Pagos CEO on Reducing Costs by Leveraging Data-Driven Payments Intelligence

A dollar saved is a dollar earned, and every penny counts in today’s challenging macroclimate.

“What we see now is an intense pressure on finding ways of reducing cost,” Klas Bäck, co-founder and CEO of no-code payments intelligence platform Pagos, told PYMNTS.

If you go back a year, Bäck added, it was much more about driving top-line growth and revenue.

PYMNTS has been tracking how, when faced with strong macro headwinds, businesses increasingly turn to technology and modern digital solutions to help strike a proactive balance between growth and profitability.

“For many businesses accepting payments or billing online at scale, payments is a top two or three line item in terms of biggest spend, so there’s a lot of money that can potentially be optimized,” Bäck said, adding that over the past five to seven years, the infrastructure around payments has become more complicated as businesses look to sell in more countries, build up larger vendor networks, and increasingly move operational processes to the cloud.

“This typically means they have a lot of vendors for all the services businesses need in order to be efficient today, versus their old technology stack,” Bäck said, emphasizing that all this complexity leads to a lot of opacity and crossed wires with regard to being data-driven and having clarity around payments.

Finding the Signal in the Noise

A lot of key operational questions like, “Am I doing good job or a bad job? Can I do better in terms of selling more, reducing my costs?” can be solved for by future-fit data tools that help companies better execute against both internal and ecosystem signals without getting drowned out by “noise,” Bäck said.
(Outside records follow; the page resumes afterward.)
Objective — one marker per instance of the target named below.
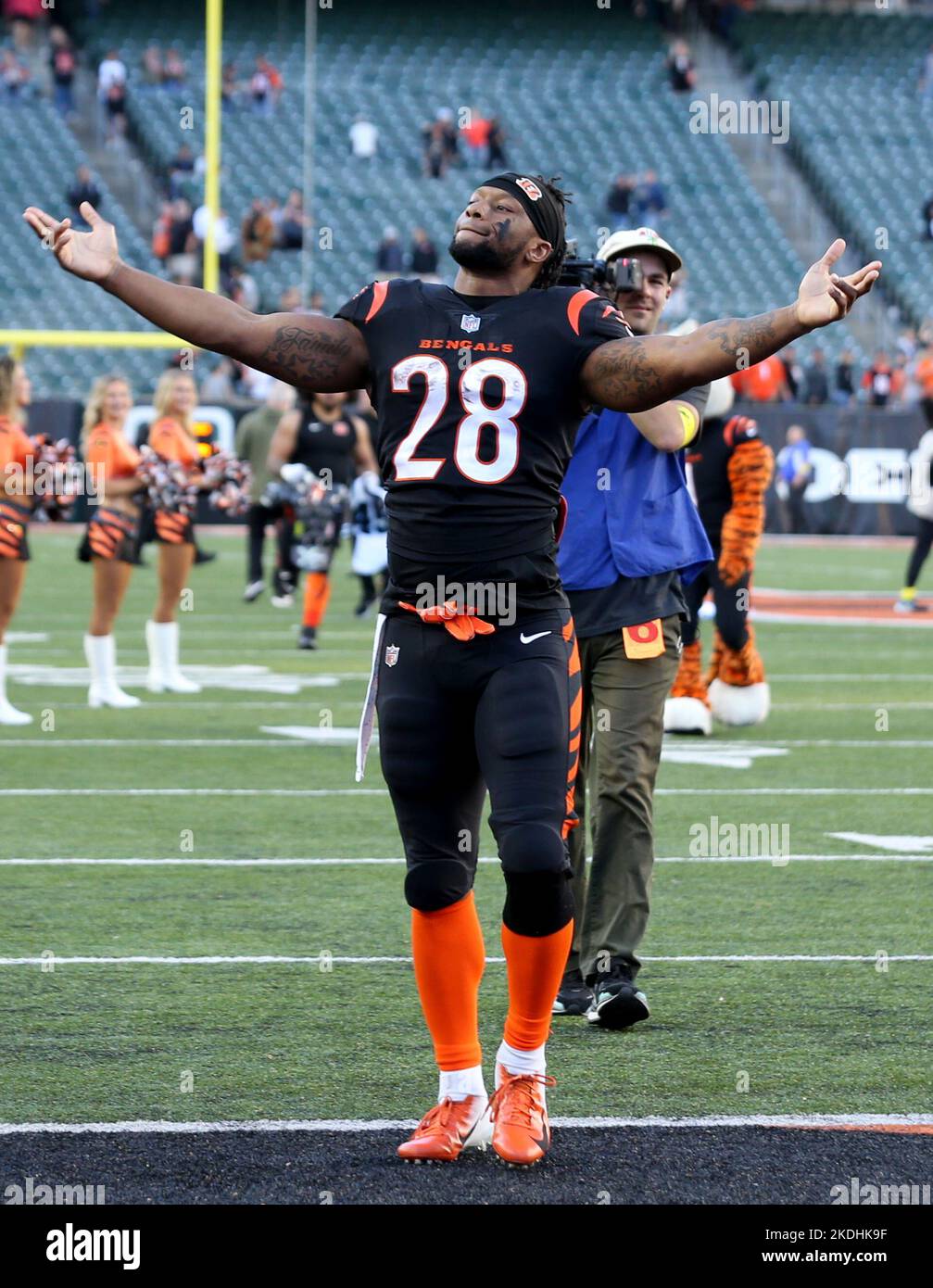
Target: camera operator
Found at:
(632, 536)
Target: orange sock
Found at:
(450, 956)
(535, 970)
(316, 595)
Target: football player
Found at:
(480, 389)
(334, 445)
(17, 458)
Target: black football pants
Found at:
(458, 717)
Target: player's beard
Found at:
(484, 257)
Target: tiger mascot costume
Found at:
(729, 471)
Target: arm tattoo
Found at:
(310, 360)
(645, 372)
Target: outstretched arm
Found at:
(315, 353)
(643, 372)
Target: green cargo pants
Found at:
(620, 747)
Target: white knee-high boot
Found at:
(8, 713)
(105, 690)
(161, 640)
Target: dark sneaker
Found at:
(575, 997)
(617, 1001)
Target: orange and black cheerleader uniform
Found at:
(109, 534)
(16, 448)
(171, 442)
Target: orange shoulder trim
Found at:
(575, 307)
(379, 291)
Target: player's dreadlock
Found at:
(550, 271)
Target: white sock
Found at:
(460, 1083)
(520, 1062)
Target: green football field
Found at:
(339, 1034)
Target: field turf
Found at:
(327, 1039)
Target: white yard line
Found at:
(162, 1126)
(882, 742)
(382, 791)
(286, 960)
(323, 862)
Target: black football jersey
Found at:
(708, 462)
(478, 405)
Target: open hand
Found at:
(825, 297)
(89, 255)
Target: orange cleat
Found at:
(446, 1130)
(521, 1132)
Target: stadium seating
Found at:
(876, 174)
(566, 106)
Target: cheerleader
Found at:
(173, 438)
(16, 506)
(112, 532)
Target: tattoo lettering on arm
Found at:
(326, 360)
(640, 373)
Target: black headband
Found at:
(537, 202)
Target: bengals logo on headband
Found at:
(530, 188)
Businesses increasingly want information and intelligence around all their payments because “when people are flying blind and don’t look at the data, there is no way for them to be aware of the problem or to imagine what they could be doing more of or be doing better,” he said.

Benchmarking best practices can be quite powerful, “even knowing that you’re doing significantly worse [in comparison to a peer] can be an opportunity, right?” he said. “And best case is they get there much later from an execution perspective. But sometimes payments make it too hard. There are compliance and regulatory dimensions; sometimes there are fundamental changes required around technical architecture, partnership relationships, a lot of work that is basically impossible to take on.”

That’s why Bäck said no-code tools that let businesses keep what they already have in place are important in helping as many organizations as possible successfully realize the upside of today’s ongoing digital transformation.

Solving for Payments as a Digital Hurdle

“Pretty much everyone now has the same need to be more data driven, sell more and reduce costs, but what’s also happened is more companies and industries are aspiring to become more or less fully digitized, and payments sometimes makes that very hard or completely trips up the transformation,” Bäck said. “I think most people just have much more to clean up on a process basis when it comes to the digital, if you include mobile and the web.”

He added that, in general, companies which have been around longer tend to have more complicated infrastructure, where no-code tools and artificial intelligence (AI) and machine learning (ML) solutions can be leveraged to take a lot of the labor lift and time cost out of the equation.

“We think machines do a lot better of a job,” Bäck said. “They can sift through all the data and track the KPIs, set alerts, do it faster, and do it after 5 p.m. on a Friday afternoon … so it becomes super straightforward to work out an ROI, which is pretty exciting for a lot of bigger companies to move things to the next level so quickly and so seamlessly.”

As for what Bäck is looking forward to most? It’s working with big companies that want to do things faster and helping them get there, he said.

That’s because, as Bäck added, very large companies tend to see the broader picture earlier and ask, “What would it take to make that happen sooner?”